Their not dangerous if their set up properly. Thats like saying a heat mat, or a heat lamp, is dangerous. 

Just put it in a tall container with a mesh cover. Sorted. The animal cant touch the water so cant get hurt. 

They get ridiculously hot because of how they work, the high frequency vibrations will do that... 

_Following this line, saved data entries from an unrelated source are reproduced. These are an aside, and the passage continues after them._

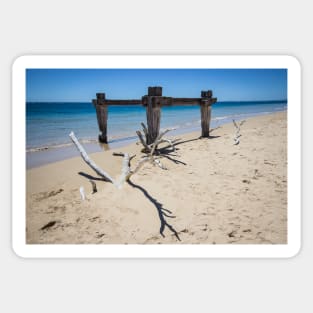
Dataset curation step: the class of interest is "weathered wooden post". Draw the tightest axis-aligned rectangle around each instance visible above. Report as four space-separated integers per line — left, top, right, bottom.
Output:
93 93 108 143
142 86 163 145
200 90 217 137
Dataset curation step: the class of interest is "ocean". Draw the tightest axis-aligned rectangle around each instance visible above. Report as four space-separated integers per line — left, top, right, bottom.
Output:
26 100 287 168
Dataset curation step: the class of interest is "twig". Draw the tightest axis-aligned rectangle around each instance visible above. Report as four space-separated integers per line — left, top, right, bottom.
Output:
136 130 150 152
130 156 150 176
157 138 176 152
80 186 86 200
141 122 149 139
150 128 175 155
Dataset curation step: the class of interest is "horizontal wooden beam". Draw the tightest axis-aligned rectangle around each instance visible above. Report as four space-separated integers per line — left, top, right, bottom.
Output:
171 98 202 105
94 97 217 106
104 99 142 105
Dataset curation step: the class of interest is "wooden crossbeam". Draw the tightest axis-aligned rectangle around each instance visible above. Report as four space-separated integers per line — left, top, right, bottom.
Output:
104 99 141 105
171 98 202 105
94 97 217 106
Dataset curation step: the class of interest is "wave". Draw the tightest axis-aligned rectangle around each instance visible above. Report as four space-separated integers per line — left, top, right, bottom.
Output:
26 134 140 153
26 139 98 153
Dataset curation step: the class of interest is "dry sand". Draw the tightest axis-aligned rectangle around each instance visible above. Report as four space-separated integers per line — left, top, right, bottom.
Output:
26 111 287 244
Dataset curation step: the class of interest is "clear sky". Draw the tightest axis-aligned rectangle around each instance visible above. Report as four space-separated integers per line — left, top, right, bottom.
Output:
26 68 287 102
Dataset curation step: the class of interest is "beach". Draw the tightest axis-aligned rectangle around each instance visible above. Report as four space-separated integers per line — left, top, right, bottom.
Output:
26 111 287 244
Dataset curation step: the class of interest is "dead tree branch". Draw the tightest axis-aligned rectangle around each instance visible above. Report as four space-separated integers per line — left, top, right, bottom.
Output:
70 131 172 189
69 131 114 183
136 130 150 152
141 122 149 139
136 123 176 155
233 119 245 145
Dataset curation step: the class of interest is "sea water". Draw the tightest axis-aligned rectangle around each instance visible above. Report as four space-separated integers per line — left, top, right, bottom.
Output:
26 100 287 167
26 100 287 150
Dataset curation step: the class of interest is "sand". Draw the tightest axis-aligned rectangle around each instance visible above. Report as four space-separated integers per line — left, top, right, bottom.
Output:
26 111 287 244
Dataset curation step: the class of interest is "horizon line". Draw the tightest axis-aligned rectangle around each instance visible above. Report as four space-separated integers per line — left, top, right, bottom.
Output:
26 99 288 104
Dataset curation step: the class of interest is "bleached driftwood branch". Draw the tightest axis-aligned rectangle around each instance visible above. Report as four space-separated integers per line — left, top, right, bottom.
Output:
136 123 176 154
79 186 86 200
70 131 170 189
150 128 172 155
136 130 150 152
115 153 132 188
232 120 245 145
157 138 181 154
69 131 114 183
70 131 129 189
114 126 176 180
135 125 180 170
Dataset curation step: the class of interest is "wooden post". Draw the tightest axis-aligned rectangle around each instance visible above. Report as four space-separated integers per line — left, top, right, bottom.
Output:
94 93 108 143
200 90 217 137
145 87 162 145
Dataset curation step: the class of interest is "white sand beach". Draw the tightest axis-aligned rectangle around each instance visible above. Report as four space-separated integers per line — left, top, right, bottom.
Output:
26 111 287 244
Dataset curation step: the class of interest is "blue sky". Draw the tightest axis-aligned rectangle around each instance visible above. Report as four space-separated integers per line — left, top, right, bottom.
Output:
26 68 287 102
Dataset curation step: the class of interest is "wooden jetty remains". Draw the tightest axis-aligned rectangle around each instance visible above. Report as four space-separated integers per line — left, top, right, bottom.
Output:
93 86 217 144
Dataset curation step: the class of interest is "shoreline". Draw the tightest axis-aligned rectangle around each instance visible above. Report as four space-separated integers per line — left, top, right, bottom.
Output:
26 111 287 244
27 109 286 169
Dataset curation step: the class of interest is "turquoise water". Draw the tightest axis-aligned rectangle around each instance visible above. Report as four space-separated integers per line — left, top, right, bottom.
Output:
26 100 287 151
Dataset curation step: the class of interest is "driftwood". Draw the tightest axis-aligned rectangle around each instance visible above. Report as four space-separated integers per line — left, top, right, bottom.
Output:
136 130 150 152
79 186 86 200
233 119 245 145
70 130 173 189
69 132 115 183
70 131 127 188
126 128 175 172
136 123 176 154
135 125 179 170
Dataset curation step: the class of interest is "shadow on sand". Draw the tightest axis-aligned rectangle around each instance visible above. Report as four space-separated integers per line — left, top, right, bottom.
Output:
127 179 181 241
78 171 107 181
171 135 220 147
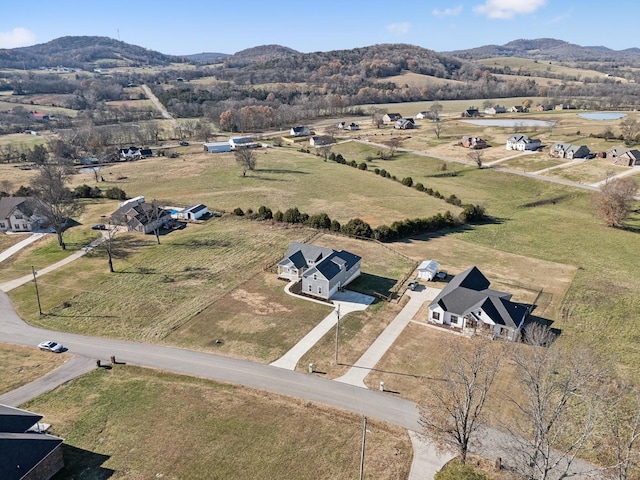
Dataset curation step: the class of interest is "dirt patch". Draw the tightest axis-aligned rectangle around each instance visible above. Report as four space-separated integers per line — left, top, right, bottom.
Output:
230 288 292 316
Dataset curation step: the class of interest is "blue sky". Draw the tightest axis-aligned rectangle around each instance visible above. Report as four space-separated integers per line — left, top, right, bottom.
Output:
1 1 638 55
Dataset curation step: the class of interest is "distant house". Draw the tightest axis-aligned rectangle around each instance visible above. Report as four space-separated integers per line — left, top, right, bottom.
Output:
204 142 232 153
536 104 553 112
460 136 488 149
383 113 402 124
550 143 590 159
346 122 360 131
417 260 440 281
229 137 258 150
119 146 151 160
31 112 50 121
0 404 65 480
461 108 480 118
290 126 312 137
608 146 640 166
415 111 428 120
277 242 362 300
0 197 33 233
310 135 334 147
336 121 346 129
506 134 541 151
555 104 576 110
178 204 208 221
394 118 414 130
427 266 530 341
509 105 526 113
111 200 171 234
484 105 506 115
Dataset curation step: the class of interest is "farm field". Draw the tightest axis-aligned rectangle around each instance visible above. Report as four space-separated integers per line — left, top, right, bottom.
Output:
21 366 412 479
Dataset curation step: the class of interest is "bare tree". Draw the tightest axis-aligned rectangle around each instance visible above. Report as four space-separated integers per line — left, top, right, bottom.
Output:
433 119 443 139
235 148 257 177
619 118 639 146
384 137 401 158
505 325 605 480
30 160 83 250
317 144 332 162
593 177 638 228
467 150 484 169
419 337 503 463
429 102 443 121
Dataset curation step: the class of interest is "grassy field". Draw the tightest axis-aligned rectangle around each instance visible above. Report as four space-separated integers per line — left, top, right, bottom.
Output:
0 342 69 395
22 366 412 480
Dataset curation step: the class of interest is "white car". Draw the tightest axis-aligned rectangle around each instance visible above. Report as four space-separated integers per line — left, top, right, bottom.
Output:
38 341 64 353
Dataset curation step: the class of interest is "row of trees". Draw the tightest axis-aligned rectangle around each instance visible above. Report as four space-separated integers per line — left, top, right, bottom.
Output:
421 326 640 480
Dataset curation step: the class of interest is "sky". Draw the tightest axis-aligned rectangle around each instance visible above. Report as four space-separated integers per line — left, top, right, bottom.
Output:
1 0 639 55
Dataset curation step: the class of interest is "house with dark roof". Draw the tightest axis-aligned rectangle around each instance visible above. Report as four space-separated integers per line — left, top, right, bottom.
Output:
460 136 488 149
394 118 415 130
110 201 171 234
278 242 334 282
506 134 541 151
0 404 64 480
309 135 334 147
461 108 480 118
177 204 208 221
428 266 529 341
277 242 361 300
0 197 33 233
607 146 640 166
383 113 402 124
550 143 590 159
290 126 312 137
119 146 152 161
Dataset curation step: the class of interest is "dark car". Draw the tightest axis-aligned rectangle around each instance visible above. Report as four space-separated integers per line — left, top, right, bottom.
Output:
179 141 189 146
91 224 107 230
407 280 419 291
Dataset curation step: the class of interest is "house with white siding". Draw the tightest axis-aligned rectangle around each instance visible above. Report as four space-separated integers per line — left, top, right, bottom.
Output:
0 197 33 233
428 266 529 341
506 134 541 151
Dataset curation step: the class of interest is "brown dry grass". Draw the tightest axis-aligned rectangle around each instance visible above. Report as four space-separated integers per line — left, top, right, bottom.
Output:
0 342 69 395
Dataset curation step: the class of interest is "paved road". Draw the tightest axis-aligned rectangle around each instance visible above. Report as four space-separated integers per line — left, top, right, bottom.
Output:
141 84 179 129
0 233 47 264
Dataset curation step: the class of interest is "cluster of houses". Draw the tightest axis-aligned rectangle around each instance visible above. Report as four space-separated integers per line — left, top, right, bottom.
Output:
382 113 415 130
119 146 153 161
477 104 577 116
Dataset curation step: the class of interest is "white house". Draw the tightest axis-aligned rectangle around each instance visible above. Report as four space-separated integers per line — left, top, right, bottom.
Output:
506 134 541 151
417 260 440 281
204 142 231 153
428 266 529 341
277 242 362 300
310 135 333 147
229 137 258 150
290 126 311 137
0 197 33 233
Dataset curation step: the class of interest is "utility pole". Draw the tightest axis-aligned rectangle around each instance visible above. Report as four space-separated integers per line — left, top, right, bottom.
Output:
359 416 367 480
32 266 42 316
334 304 341 365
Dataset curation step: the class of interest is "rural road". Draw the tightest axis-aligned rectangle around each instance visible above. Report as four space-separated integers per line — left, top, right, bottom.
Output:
141 84 179 129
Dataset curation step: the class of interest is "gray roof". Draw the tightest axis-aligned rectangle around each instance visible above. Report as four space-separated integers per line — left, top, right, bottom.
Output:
0 197 29 220
306 250 361 281
0 433 63 480
0 405 41 433
430 266 528 329
283 242 333 264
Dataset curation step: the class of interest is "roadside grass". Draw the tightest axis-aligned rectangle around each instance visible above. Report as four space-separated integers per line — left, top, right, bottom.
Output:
545 158 629 184
0 232 30 253
0 342 68 395
498 155 565 172
22 366 412 480
9 217 308 343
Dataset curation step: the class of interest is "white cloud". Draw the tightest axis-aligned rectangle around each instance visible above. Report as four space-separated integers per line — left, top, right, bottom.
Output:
386 22 411 35
432 6 463 17
0 27 36 48
474 0 547 19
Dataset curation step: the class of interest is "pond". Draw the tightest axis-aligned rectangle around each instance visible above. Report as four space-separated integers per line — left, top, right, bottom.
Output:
460 119 556 127
577 112 627 120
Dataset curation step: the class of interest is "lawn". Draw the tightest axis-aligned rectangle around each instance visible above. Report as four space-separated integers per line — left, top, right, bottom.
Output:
0 342 69 396
22 366 412 480
545 158 630 184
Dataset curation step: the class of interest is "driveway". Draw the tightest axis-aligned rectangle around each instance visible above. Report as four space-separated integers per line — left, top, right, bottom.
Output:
0 233 47 264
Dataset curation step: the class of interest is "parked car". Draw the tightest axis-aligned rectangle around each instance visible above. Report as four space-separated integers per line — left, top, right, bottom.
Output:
435 271 447 280
38 340 64 353
91 224 107 230
407 280 419 291
179 141 189 146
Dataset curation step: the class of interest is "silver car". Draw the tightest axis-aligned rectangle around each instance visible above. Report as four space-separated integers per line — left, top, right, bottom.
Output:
38 341 64 353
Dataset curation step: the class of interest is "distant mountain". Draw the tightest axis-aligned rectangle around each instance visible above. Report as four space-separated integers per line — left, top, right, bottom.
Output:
447 38 640 63
232 44 300 60
0 36 186 70
183 52 230 63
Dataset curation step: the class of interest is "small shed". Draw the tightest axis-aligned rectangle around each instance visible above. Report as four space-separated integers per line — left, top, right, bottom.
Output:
417 260 440 281
179 204 208 221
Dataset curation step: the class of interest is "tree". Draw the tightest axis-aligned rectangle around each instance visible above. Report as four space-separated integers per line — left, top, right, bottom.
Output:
467 150 484 169
619 118 639 146
235 148 257 177
433 119 443 139
384 137 401 158
429 102 443 121
505 325 604 480
30 160 83 250
317 144 332 162
593 177 638 228
419 337 503 463
341 218 372 238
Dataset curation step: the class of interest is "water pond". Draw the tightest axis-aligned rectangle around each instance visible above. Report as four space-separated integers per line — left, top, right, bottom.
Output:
460 119 555 127
577 112 627 120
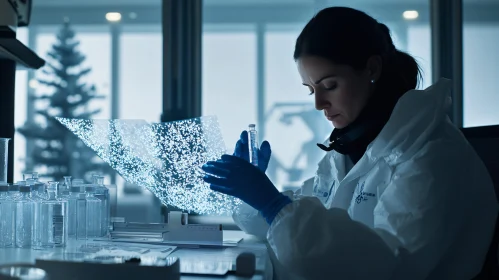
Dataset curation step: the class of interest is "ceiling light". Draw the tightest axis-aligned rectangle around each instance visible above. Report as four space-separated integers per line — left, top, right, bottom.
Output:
403 10 419 20
106 12 122 22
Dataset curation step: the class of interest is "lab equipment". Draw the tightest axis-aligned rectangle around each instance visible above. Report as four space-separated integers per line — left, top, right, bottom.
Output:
31 181 47 250
94 176 110 237
15 185 35 248
203 155 291 224
0 138 9 184
76 189 87 240
105 211 223 246
57 116 236 215
248 124 259 167
37 182 68 248
0 183 15 247
66 186 82 239
85 185 102 238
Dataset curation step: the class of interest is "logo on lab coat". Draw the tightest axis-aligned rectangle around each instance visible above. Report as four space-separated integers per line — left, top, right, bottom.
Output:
313 181 335 204
354 181 376 204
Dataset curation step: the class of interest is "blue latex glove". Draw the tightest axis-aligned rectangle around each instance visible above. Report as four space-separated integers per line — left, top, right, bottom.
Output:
202 155 291 224
233 130 271 173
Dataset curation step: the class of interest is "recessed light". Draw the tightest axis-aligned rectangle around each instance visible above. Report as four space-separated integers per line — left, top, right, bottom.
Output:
403 10 419 20
106 12 122 22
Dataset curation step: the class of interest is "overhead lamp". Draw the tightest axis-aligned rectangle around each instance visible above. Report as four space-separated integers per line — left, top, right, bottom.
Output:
403 10 419 20
105 12 122 22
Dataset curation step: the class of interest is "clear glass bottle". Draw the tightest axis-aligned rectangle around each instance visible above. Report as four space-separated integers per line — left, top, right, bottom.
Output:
37 182 68 248
31 182 47 250
0 183 15 247
93 176 110 237
67 186 83 239
84 185 102 238
15 186 35 248
76 190 87 240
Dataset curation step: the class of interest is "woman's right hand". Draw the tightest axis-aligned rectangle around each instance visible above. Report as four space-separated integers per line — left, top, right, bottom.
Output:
233 130 271 173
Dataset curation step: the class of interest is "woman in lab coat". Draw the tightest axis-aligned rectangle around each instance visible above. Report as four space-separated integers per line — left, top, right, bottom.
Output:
202 7 498 280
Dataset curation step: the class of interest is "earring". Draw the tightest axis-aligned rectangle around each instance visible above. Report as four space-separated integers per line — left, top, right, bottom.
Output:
370 79 375 84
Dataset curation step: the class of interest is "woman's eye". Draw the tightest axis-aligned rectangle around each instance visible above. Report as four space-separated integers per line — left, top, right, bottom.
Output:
324 84 337 91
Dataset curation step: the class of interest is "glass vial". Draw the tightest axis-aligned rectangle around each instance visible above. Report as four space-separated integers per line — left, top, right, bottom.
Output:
93 176 110 237
76 190 87 240
0 183 15 247
248 124 259 167
15 186 35 248
37 182 68 248
84 185 102 238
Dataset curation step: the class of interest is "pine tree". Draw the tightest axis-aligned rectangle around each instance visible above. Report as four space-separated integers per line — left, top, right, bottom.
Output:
18 21 109 181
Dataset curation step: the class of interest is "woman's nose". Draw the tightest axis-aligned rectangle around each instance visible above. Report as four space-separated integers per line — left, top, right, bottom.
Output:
315 93 330 111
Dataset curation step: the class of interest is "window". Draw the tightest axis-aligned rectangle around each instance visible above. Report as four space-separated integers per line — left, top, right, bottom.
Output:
463 21 499 127
119 25 162 122
202 24 258 152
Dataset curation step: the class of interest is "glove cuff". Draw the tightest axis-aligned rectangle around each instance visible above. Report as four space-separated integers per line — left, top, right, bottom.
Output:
259 194 292 225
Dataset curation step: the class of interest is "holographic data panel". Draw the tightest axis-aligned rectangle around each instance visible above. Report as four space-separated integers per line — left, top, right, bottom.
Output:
57 116 240 215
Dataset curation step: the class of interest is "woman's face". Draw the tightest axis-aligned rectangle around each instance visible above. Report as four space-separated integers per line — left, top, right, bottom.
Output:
296 55 378 129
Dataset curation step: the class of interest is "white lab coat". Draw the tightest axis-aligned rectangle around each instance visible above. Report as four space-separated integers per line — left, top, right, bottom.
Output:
232 79 499 280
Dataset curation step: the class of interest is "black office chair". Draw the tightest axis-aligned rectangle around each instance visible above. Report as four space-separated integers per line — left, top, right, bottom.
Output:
461 125 499 280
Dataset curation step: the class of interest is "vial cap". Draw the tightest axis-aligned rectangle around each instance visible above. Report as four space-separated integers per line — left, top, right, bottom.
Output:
70 186 81 193
8 184 19 191
0 184 9 192
85 185 95 192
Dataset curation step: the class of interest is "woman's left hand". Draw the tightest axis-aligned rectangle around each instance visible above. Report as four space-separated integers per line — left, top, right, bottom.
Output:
202 154 281 212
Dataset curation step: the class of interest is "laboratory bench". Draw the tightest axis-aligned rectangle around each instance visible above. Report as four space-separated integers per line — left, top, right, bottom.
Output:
0 230 273 280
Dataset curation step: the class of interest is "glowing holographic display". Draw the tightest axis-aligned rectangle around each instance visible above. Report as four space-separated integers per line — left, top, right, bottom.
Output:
57 116 240 214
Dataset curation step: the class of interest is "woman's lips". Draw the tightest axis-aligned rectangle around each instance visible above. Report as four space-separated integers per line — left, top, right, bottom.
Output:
326 114 340 121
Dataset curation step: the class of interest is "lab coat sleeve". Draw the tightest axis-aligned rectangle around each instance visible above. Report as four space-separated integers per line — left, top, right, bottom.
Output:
232 177 315 239
266 140 468 280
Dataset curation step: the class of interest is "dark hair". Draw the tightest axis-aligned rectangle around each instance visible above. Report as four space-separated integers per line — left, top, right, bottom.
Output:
294 7 422 101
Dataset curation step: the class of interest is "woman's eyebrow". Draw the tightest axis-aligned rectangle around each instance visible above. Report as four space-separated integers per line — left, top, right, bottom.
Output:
302 74 337 86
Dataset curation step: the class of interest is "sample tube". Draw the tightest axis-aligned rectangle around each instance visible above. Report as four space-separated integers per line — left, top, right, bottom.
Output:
248 124 259 167
0 138 10 183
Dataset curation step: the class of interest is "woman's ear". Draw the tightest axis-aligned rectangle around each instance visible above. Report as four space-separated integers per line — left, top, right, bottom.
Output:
366 55 383 82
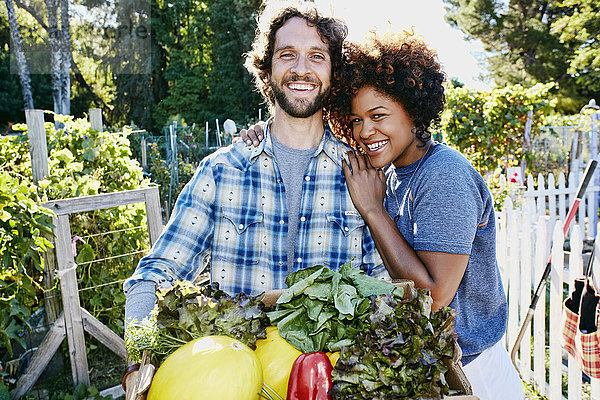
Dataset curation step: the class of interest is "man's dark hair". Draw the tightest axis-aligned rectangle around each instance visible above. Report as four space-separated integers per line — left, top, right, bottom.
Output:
245 1 348 109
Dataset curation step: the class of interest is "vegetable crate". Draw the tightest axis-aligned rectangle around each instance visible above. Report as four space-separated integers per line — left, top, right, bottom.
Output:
131 280 479 400
260 281 478 400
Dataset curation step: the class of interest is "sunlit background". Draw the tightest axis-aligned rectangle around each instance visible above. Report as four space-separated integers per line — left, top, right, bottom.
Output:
317 0 491 90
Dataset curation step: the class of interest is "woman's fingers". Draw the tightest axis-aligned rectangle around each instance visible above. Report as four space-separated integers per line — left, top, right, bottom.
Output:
239 121 265 147
355 151 367 170
346 150 359 174
342 157 352 179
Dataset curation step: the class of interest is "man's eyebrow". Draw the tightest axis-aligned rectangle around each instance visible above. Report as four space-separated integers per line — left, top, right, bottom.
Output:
274 45 329 53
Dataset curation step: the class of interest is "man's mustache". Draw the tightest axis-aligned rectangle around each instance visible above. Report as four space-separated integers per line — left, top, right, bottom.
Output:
282 75 321 86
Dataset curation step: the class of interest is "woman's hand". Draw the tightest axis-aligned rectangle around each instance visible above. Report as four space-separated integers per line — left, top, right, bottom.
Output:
342 150 387 218
239 121 265 147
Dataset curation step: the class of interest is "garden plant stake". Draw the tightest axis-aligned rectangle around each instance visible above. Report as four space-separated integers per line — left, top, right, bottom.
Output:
510 159 598 369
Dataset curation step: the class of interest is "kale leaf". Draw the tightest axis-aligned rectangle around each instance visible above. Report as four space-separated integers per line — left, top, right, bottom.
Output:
267 262 402 353
329 291 457 399
127 280 269 365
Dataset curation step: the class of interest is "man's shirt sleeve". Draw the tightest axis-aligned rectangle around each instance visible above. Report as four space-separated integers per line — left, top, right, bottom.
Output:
124 159 217 293
361 225 390 280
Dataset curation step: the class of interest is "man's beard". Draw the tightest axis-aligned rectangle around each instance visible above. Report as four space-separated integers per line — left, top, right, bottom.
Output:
271 77 330 118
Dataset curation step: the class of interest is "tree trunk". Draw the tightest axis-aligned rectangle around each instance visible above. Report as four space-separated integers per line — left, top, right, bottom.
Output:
5 0 34 110
45 0 62 115
59 0 71 115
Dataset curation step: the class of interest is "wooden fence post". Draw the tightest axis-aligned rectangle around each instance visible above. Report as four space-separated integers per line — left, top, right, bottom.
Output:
89 108 103 132
25 109 61 324
141 138 147 169
25 109 48 184
549 220 564 399
54 214 90 386
144 186 163 244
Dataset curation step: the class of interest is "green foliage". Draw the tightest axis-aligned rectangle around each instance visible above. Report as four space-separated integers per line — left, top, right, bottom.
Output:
46 383 117 400
268 263 403 354
126 281 269 365
330 292 456 399
439 83 556 176
151 0 262 128
1 114 150 365
0 169 54 356
552 0 600 99
442 0 598 113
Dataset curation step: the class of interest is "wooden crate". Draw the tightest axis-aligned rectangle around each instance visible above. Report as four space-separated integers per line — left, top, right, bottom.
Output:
260 280 478 400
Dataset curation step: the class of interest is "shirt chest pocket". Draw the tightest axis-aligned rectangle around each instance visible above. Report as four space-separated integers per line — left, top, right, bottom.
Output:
213 208 264 265
320 212 365 267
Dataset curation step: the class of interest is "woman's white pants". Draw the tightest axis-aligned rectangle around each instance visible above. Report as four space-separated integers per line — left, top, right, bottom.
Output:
462 340 525 400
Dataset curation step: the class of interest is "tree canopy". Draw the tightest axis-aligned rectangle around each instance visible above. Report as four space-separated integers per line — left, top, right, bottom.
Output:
443 0 599 113
1 0 263 132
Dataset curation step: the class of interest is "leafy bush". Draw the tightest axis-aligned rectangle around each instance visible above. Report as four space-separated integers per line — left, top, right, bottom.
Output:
0 170 53 355
1 113 151 366
438 83 556 176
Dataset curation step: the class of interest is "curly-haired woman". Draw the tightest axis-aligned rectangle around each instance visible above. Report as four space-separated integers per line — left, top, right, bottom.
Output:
330 31 524 399
243 30 524 399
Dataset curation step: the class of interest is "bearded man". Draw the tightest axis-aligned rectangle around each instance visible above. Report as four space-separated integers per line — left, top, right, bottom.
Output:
122 2 387 394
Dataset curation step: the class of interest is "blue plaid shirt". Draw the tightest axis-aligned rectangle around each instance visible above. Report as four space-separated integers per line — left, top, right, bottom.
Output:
124 125 387 296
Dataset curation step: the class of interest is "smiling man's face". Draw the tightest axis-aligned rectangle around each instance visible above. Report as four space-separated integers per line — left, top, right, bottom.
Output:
269 17 332 118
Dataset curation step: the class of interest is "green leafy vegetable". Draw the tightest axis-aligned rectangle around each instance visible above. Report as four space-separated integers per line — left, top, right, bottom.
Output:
125 280 269 364
267 262 402 353
329 290 457 399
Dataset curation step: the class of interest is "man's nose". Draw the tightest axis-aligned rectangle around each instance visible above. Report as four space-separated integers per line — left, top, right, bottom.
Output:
290 55 310 76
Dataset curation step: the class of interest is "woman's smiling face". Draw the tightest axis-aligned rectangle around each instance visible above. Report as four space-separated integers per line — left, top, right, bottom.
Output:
350 86 422 169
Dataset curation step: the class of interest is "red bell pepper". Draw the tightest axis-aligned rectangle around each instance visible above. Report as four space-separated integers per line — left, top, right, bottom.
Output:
287 351 333 400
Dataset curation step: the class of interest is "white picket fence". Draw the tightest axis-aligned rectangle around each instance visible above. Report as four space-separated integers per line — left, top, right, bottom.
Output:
498 186 600 399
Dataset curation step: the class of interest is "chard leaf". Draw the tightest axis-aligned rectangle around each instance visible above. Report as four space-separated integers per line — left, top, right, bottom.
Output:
315 309 335 331
334 283 357 317
266 308 296 322
285 265 332 287
304 281 333 301
305 298 324 321
277 267 325 304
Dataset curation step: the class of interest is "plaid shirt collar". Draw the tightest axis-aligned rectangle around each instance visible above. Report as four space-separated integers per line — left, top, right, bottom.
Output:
246 120 344 168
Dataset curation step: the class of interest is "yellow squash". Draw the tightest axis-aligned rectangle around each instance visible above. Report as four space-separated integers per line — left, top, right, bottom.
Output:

I like mine. Been running it for a good while now, not problems. Would prefer it if it had a higher output though, doesn't make a massive amount of fog.


----------



## Tehanu (Nov 12, 2006)

Used appropriately the small ultrasonic foggers are a great cheap bit of kit;



whale_omelette said:


> i spoke to some one who said they had a frog die from one,
> you just have to keep the fogger in a tub thats tall,
> like one of those soup tubs from the supermarket,
> like so:
> image


Whale ain't just a cracking sig pic eh


----------



## whale_omelette (Jun 3, 2010)

Saedcantas said:


> Used appropriately the small ultrasonic foggers are a great cheap bit of kit;
> 
> 
> 
> Whale ain't just a cracking sig pic eh


 :lol2: thank you, *bows*


----------



## nessa (Mar 30, 2010)

hey 

I've just one of the exo ones, and they're really effective but I found that if you leave it on for too long it starts to almost burn out so you have to have 'cool down' periods frequently. Also, if you look at the exo waterfalls the have specific compartments for the foggers as they can give little twinges if you touch them so i'm guessing keep em away from frog body  

and they guzzle your water down!

In the end I removed it and stuck with spraying it myself


----------



## jaykickboxer (Feb 11, 2008)

I had mine hidden in a plastic tub still dodge I think there dangerous personally but there u go


----------



## whale_omelette (Jun 3, 2010)

id rather have a reptifogger- will buy one when i move


----------



## jaykickboxer (Feb 11, 2008)

whale_omelette said:


> id rather have a reptifogger- will buy one when i move


I've got a ent misting system personally but I'd prefare the Argos styley!


----------



## Jazzy B Bunny (Jun 21, 2007)

That argos thing looks like a good idea.. although I think i'll stick to spraying it myself.. dont need anymore bits of equipment waiting to go wrong :lol2:


----------



## Ben W (Nov 18, 2008)

i use a lucky reptile super fog, and i love the way i can fill it up and leave it for a few days without worrying about it drying up, but just personal preference and what works


----------



## rhys s (Mar 8, 2010)

i really hate the ultra sonic fogger no warning it gets hot and it gave me a electic shock when i did use it.


----------